Non a caso, ne “Il secolo breve”, egli scrive: “La ragione di questa impotenza non sta solo nella profondità e complessità delle crisi mondiali, ma anche nel fallimento apparente di tutti i programmi, vecchi e nuovi, per gestire o migliorare la condizione del genere umano”. E aggiunge: “Il Secolo breve è stato un’epoca di guerre religiose, anche se le religioni più militanti e assetate di sangue sono state le ideologie laiche affermatesi nell’Ottocento, cioè il socialismo e il nazionalismo, i cui idoli erano astrazioni oppure uomini politici venerati come divinità”.
Citando, nella prefazione dell’opera, il poeta Thomas Stern Eliot, poi, il disincantato ma mai domo Hobsbawm spiegava, con una punta di sarcasmo, che <<“il mondo finisce in questo modo: non con il rumore di un’esplosione, ma con un fastidioso piagnisteo”, il Secolo breve è finito in tutti e due i modi>>.
Diciamo, dunque, che Hosbawm, nel suo saggio più significativo, riuscì a ricomporre la frattura epocale tra il materialismo storico proprio del marxismo, corrente filosofica nella quale peraltro si riconosceva pienamente, e l’idealismo che con esso, fino a quel momento, si era trovato quasi sempre in contrasto.
Fu anche profetico per quanto concerne il domani, sostenendo che il Novecento “è finito in un disordine mondiale di natura poco chiara e senza che ci sia un meccanismo ovvio per porvi fine o per tenerlo sotto controllo”.
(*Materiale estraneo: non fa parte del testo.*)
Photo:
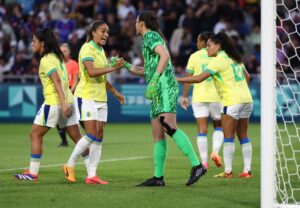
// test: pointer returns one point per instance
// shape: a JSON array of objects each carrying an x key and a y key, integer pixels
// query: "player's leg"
[
  {"x": 229, "y": 121},
  {"x": 81, "y": 148},
  {"x": 218, "y": 136},
  {"x": 159, "y": 155},
  {"x": 96, "y": 146},
  {"x": 168, "y": 121},
  {"x": 63, "y": 137},
  {"x": 242, "y": 133},
  {"x": 201, "y": 114},
  {"x": 90, "y": 123},
  {"x": 202, "y": 143}
]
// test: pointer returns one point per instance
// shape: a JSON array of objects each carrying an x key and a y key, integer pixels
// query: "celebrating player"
[
  {"x": 205, "y": 102},
  {"x": 58, "y": 107},
  {"x": 162, "y": 90},
  {"x": 73, "y": 70},
  {"x": 92, "y": 99},
  {"x": 231, "y": 79}
]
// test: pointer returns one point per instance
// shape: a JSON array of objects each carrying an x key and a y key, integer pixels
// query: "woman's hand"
[
  {"x": 66, "y": 110},
  {"x": 184, "y": 103}
]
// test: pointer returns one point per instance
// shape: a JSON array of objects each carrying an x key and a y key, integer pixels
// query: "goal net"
[{"x": 287, "y": 186}]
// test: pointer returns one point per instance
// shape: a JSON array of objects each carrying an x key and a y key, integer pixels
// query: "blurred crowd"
[{"x": 181, "y": 22}]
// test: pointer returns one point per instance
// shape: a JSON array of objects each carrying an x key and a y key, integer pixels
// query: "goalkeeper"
[{"x": 162, "y": 90}]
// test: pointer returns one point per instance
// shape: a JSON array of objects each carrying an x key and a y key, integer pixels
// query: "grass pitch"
[{"x": 126, "y": 161}]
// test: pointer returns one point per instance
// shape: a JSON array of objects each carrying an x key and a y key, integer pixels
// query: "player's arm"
[
  {"x": 137, "y": 70},
  {"x": 184, "y": 98},
  {"x": 94, "y": 72},
  {"x": 194, "y": 79},
  {"x": 115, "y": 92},
  {"x": 164, "y": 58},
  {"x": 76, "y": 79},
  {"x": 62, "y": 98}
]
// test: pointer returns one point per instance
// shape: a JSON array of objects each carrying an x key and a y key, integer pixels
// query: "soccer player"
[
  {"x": 231, "y": 79},
  {"x": 92, "y": 99},
  {"x": 162, "y": 90},
  {"x": 73, "y": 70},
  {"x": 205, "y": 102},
  {"x": 58, "y": 107}
]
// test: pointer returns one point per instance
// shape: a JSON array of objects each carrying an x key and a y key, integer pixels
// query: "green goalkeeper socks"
[
  {"x": 159, "y": 156},
  {"x": 183, "y": 143}
]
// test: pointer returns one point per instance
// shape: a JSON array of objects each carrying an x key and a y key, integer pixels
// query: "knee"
[
  {"x": 203, "y": 130},
  {"x": 168, "y": 129}
]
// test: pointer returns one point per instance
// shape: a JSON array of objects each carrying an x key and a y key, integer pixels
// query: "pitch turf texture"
[{"x": 126, "y": 161}]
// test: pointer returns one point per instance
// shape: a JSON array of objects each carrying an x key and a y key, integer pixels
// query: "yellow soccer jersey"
[
  {"x": 229, "y": 80},
  {"x": 204, "y": 91},
  {"x": 49, "y": 64},
  {"x": 93, "y": 88}
]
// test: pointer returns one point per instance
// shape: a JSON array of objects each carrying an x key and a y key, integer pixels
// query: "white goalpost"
[
  {"x": 280, "y": 104},
  {"x": 267, "y": 104}
]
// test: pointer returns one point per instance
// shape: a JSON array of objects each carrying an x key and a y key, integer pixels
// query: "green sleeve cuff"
[
  {"x": 157, "y": 43},
  {"x": 87, "y": 59},
  {"x": 190, "y": 71},
  {"x": 51, "y": 72},
  {"x": 209, "y": 71}
]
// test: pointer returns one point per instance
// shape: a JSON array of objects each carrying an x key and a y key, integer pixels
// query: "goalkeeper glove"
[
  {"x": 127, "y": 65},
  {"x": 113, "y": 61},
  {"x": 151, "y": 87}
]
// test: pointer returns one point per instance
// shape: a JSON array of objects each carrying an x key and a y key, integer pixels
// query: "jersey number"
[
  {"x": 238, "y": 72},
  {"x": 203, "y": 66}
]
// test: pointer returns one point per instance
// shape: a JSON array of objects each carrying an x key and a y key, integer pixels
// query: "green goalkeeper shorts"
[{"x": 164, "y": 101}]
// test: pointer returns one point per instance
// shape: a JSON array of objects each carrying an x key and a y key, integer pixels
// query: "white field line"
[{"x": 61, "y": 164}]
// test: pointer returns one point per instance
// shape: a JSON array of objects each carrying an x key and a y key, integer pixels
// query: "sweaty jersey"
[
  {"x": 229, "y": 80},
  {"x": 93, "y": 88},
  {"x": 204, "y": 91},
  {"x": 165, "y": 99},
  {"x": 150, "y": 41},
  {"x": 48, "y": 65},
  {"x": 73, "y": 69}
]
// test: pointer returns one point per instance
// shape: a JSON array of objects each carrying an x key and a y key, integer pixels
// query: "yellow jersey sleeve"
[
  {"x": 48, "y": 65},
  {"x": 93, "y": 88},
  {"x": 204, "y": 91},
  {"x": 190, "y": 67},
  {"x": 229, "y": 80}
]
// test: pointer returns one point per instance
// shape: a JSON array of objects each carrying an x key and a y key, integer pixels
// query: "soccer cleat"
[
  {"x": 246, "y": 174},
  {"x": 26, "y": 176},
  {"x": 196, "y": 173},
  {"x": 26, "y": 171},
  {"x": 155, "y": 181},
  {"x": 63, "y": 144},
  {"x": 95, "y": 180},
  {"x": 69, "y": 173},
  {"x": 206, "y": 165},
  {"x": 216, "y": 158},
  {"x": 224, "y": 175}
]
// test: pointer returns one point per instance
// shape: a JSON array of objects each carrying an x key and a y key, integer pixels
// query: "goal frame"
[{"x": 268, "y": 103}]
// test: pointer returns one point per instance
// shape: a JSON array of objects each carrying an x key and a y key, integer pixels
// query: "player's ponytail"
[
  {"x": 93, "y": 28},
  {"x": 204, "y": 36},
  {"x": 151, "y": 22},
  {"x": 227, "y": 45},
  {"x": 50, "y": 42}
]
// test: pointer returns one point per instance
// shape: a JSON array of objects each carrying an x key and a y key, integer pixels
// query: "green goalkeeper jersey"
[
  {"x": 151, "y": 59},
  {"x": 165, "y": 98}
]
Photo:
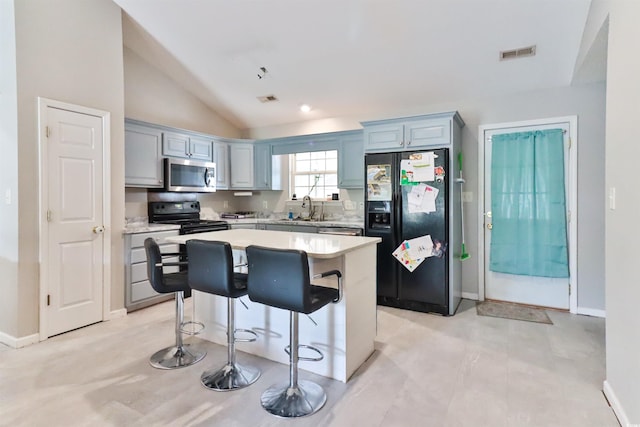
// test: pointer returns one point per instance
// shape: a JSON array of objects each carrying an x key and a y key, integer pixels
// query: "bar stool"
[
  {"x": 181, "y": 354},
  {"x": 280, "y": 278},
  {"x": 211, "y": 271}
]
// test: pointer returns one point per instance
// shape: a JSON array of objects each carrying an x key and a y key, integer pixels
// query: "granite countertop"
[
  {"x": 148, "y": 228},
  {"x": 144, "y": 227},
  {"x": 356, "y": 222},
  {"x": 316, "y": 245}
]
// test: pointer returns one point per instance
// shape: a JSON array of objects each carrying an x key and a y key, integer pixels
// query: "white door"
[
  {"x": 73, "y": 177},
  {"x": 530, "y": 290}
]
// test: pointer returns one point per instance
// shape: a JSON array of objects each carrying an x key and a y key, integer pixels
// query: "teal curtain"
[{"x": 529, "y": 234}]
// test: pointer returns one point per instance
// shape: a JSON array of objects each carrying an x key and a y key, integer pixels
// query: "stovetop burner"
[{"x": 238, "y": 215}]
Per Hobsbawm, pertanto, la storia era non solo una materia viva, da plasmare, aggiornare, conoscere e divulgare, ma anche una missione politica e civile indispensabile, da compiere sia a livello individuale che collettivo.
A tal proposito, in “L’Età degli imperi”, ha asserito: “La memoria è vita. Essa è in perpetua evoluzione. Rimane a volte latente per lunghi periodi e poi ad un tratto rivive. La storia è la ricostruzione sempre incompleta e problematica di quello che non è più. La memoria appartiene sempre al nostro tempo e forma un eterno presente. La storia invece è rappresentazione del passato”.
Aveva novantacinque anni quando se ne andò, il 1° ottobre 2012, lasciandoci orfani di un interprete delle vicende del mondo di cui oggi avremmo un gran bisogno: per la sua lucidità e competenza, certo, ma, più che mai, perché partiva dagli uomini e poneva l’uomo al centro del suo continuo interrogarsi.